Nonlinear stability analysis of inviscid flows in three dimensions: Incompressible fluids and barotropic fluids

Abstract

Using the energy‐conserved quantity method developed by Arnol’d [Dokl. Mat. Nauk 1 6 2, 773 (1965); Am. Math. Soc. Trans. 1 9, 267 (1969)] a study was made of the nonlinear stability of two inviscid fluid flows in three dimensions: (1) flow of a homogeneous fluid and (2) flow of a fluid whose energy density depends on the mass density alone (a so‐called barotropic fluid). In order to implement the Arnol’d technique one must identify the quantities conserved by the flow in addition to the total energy. In the case of the two flows considered, the conserved quantities cannot be expressed in terms of the usual Eulerian variables—fluid velocity and mass density—alone. Instead the introduction of the Lagrangian labels of the fluid elements is required.
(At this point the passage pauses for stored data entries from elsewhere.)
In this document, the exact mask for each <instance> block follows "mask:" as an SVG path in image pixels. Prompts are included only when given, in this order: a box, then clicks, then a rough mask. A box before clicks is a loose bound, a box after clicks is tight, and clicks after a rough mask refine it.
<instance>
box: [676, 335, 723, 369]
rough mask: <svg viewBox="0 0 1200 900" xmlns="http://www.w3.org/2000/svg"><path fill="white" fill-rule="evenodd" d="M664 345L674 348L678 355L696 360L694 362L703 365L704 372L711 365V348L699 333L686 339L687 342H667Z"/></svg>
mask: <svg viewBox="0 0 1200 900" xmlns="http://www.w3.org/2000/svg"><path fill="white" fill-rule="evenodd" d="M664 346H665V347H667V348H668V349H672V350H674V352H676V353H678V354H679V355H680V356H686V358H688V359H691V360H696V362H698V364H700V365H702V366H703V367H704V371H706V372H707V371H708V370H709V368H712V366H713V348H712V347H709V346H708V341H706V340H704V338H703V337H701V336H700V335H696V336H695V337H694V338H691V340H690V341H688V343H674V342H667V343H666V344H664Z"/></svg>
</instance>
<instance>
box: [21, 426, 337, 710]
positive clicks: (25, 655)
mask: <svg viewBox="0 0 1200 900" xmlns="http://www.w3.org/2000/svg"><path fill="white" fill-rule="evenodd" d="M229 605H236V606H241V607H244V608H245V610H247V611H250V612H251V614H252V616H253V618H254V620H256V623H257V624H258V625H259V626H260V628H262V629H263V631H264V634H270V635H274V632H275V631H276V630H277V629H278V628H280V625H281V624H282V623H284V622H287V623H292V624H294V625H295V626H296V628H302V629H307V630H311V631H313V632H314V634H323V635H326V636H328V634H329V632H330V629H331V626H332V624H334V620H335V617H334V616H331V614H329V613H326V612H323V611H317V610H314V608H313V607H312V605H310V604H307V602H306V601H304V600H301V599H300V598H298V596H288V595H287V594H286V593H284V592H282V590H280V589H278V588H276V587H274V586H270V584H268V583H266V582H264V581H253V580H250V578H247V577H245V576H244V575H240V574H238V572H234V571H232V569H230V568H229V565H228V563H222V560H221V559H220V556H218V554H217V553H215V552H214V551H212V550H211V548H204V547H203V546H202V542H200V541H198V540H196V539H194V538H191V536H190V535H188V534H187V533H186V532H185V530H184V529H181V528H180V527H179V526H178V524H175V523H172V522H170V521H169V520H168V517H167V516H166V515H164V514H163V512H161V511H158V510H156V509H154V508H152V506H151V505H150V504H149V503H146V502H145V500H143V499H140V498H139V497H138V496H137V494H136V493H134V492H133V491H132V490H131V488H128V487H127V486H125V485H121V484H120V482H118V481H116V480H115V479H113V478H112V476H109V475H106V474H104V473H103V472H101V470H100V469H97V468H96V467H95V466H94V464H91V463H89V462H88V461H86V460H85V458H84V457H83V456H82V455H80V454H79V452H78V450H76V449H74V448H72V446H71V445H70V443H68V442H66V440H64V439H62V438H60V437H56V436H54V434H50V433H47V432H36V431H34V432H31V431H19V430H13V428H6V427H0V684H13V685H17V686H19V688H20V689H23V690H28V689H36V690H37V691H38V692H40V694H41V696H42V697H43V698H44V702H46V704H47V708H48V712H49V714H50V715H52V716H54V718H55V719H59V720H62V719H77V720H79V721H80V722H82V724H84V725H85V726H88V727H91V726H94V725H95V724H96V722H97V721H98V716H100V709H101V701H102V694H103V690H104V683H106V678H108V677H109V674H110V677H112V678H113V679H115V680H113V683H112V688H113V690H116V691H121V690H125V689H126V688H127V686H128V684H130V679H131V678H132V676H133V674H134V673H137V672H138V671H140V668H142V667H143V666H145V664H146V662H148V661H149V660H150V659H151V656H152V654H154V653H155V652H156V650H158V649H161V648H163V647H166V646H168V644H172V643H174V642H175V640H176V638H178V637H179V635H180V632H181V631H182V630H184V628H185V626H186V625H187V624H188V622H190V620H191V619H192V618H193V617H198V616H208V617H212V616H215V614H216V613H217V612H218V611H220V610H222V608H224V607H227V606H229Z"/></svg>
A complete description of these conserved quantities, in both Eulerian and Lagrangian specifications of the fluid, is provided. The phase space of the flow is the entire Hamiltonian phase space expressed in either canonical or noncanonical variables. The nature of the flows to which the Arnol’d method is applicable is discussed in some depth. It was discovered that only time independent Eulerian flows can be discussed by the method; this result is given a general Hamiltonian context. The allowed Eulerian equilibria are displayed in detail. Finally, having the formal structure of these flows well in hand, it is shown that they are not, in three dimensions, formally stable. This results from a particle vortex stretching mechanism which is identified. The nature of the indicated instability is not revealed by this work, but may well be a slowly evolving Arnol’d diffusion kind of breakdown of the equilibrium.